TLDR: Run pglocklogger on your prod databases. Whenever there's an outage due to blocking in
PostgreSQL, it may give you essential observability.
Recently, I experienced a prod outage caused by a blocked migration.
The migration itself was almost instantaneous, but it picks up a lock before it
actually runs. That may take a while, but that's no problem, right? The migration runs a bit
later, no worries.
That's when I learned that an ALTER TABLE waiting on a lock, itself also blocks benign
work that would otherwise run concurrently. So having your blocked ALTER TABLE can spiral into
an application-wide outage quite easily.
For example, a SELECT WITH UPDATE can run simultaneously with a SELECT, but not if an ALTER
TABLE is executed in between. This is to prevent livelocks. A simple solution is to set a
lock_timeout in your migrations, which causes the ALTER to fail early and allow all other work
to continue. Then, retry the migration later.

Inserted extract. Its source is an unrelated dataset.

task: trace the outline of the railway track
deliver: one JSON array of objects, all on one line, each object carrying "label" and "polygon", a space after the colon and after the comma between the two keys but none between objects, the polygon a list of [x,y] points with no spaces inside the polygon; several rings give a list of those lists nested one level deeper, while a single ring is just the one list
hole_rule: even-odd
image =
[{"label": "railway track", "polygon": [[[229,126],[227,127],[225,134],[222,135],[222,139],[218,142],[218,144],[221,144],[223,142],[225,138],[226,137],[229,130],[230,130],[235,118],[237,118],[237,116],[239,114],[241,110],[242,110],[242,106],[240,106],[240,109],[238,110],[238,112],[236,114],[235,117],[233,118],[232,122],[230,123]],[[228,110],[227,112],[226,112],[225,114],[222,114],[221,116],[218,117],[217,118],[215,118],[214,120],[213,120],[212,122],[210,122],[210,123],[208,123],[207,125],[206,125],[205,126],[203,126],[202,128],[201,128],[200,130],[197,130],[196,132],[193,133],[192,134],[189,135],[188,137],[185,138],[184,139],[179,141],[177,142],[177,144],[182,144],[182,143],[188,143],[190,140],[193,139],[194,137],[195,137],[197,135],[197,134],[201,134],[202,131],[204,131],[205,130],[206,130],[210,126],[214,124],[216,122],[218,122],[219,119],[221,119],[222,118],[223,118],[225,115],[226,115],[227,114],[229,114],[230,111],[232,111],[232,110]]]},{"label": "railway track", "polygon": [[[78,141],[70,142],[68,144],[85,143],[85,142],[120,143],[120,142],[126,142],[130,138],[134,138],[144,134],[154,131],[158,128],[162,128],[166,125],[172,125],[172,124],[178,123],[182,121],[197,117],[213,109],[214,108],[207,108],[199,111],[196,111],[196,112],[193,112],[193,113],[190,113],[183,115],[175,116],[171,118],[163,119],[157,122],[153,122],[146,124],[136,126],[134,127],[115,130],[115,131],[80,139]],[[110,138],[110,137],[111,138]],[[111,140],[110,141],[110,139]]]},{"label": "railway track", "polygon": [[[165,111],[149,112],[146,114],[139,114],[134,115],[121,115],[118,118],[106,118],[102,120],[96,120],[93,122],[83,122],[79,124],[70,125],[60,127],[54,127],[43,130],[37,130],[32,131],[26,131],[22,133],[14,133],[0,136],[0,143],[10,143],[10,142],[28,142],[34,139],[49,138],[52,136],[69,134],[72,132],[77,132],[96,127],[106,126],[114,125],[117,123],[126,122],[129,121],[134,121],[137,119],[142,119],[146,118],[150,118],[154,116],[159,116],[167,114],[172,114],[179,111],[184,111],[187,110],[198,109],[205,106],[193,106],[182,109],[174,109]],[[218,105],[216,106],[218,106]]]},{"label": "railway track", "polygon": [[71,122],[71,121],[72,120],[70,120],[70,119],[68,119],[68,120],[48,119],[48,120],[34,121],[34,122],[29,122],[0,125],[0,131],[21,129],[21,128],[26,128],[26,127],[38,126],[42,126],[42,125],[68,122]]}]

I figured this out during the post-mortem analysis, but during the outage, this was hard to
infer, even from PostgreSQL's own slow query log. There's a number of resources on how to
discover this during an outage, but afterwards, all that information is gone.
Not with pglocklogger. It inspects PostgreSQL's in-memory state (using in-memory tables
intended for this) and logs the output when it crosses particular thresholds. In an outage, or
during post-mortem investigations, this may turn out to be an essential observability tool.